His mother, Lee explains, has spent most of her life in the role of caretaker. “After marriage, my mother moved into my father’s family home. As the eldest son, my father carried responsibility for his parents and younger siblings, which in reality meant my mother carried the weight of caring for them. She managed the household from dawn until late at night, with little rest.” At the time, it was not uncommon for women to be identified as someone’s wife or mother or even by region of birth, rather than by their own names.
In this new role alongside her son, Shin is not simply the artist’s mother; she is an artistic collaborator. The images they stage and make together are rooted in a mix of childhood memories and conversations between the two. At times, a gesture or object will lead to a scene. From the vegetable garden comes an image both pastoral and peculiar, a cabbage takes the place of a hat, balanced upon Shin’s head. In another, orange flowers decorate her hair. As Lee notes, “The act of making becomes as important as the resulting photograph—it is a shared experience. A memory we build together.”In Nirvana, Shin and Lee have created a world tinged with surreal humor and intimacy. The images are both playful and poignant.
Using household items, Shin becomes the sun, a constellation, and a many-armed deity. She lies on her side amid an array of primary colored objects. In one image, responding to the Confucian maxim that “Man is heaven, woman is earth,” Shin sits upon a building’s roof, her impossibly long legs extending down the facade, where her husband stands below, framed as if within the door of a monument. For all of the images’ verve and tongue-in-cheek winks, there is a grounding in the difficulties of her life. The many-armed goddess radiates a sense of calm, but the image’s caption reads, “Even if I had ten hands, it wouldn’t be enough.”
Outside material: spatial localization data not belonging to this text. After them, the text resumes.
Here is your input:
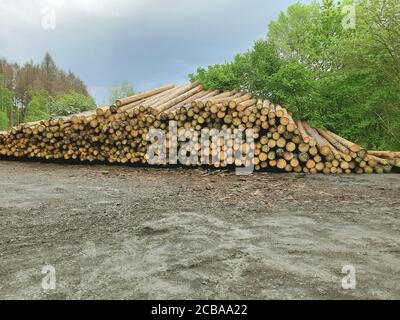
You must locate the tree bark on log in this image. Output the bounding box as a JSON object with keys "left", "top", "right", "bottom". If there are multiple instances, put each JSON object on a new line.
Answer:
{"left": 302, "top": 122, "right": 331, "bottom": 156}
{"left": 368, "top": 150, "right": 400, "bottom": 159}
{"left": 324, "top": 129, "right": 361, "bottom": 153}
{"left": 115, "top": 84, "right": 175, "bottom": 107}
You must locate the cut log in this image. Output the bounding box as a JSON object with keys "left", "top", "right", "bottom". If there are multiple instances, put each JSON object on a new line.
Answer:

This blend of hardship and humor is not merely intentional; it is innate. For Lee, the paradox of the two is deeply Korean. “Our history is marked by extremes—colonial occupation, the Korean war, dictatorship, and rapid modernization. These experiences shaped a cultural sensibility where pain and absurdity coexist. Humor became a survival mechanism.” It was a characteristic he noticed in his mother and other women of her generation. “When they gathered, they often used self-deprecating jokes to cope with their exhaustion. Their laughter was bittersweet: a way to endure oppression, to find solidarity, and to momentarily reclaim joy.” The photographs capture this spirit of resilience.
The project itself, Lee notes, “has allowed me to see my mother as an individual, beyond her role as my mother. Observing her daily life, I discovered her skills, her ways of thinking.” This expansion of understanding has led Lee to hope that, “when the time comes, she will find peace by liberation from reincarnation. But if she were to be reborn, I wish for her to live a life of independence, self-determination, and happiness—a life defined not by her relationships to others, but by her own desires and choices.”
In one moving caption, Lee writes, “‘Follow your heart, and live your own life.’ When I said I wanted to study photography, only my grandmother and my mother supported me. Sometimes, I imagine what kind of person my mother might have become if she hadn’t been born in Korea. Perhaps my mother might have become a free-spirited artist.” One of photography’s great gifts is the ability to not only be another version of oneself for a moment, but to enshrine that moment for years to come, to capture a possibility. Perhaps, reincarnations can occur in smaller ways, vibrating across our relationships. With his return to Korea, Lee and Shin, mother and son, experimental artists in their own rights, have spun together a free-spirited exploration of strength and struggle imbued with love and humor.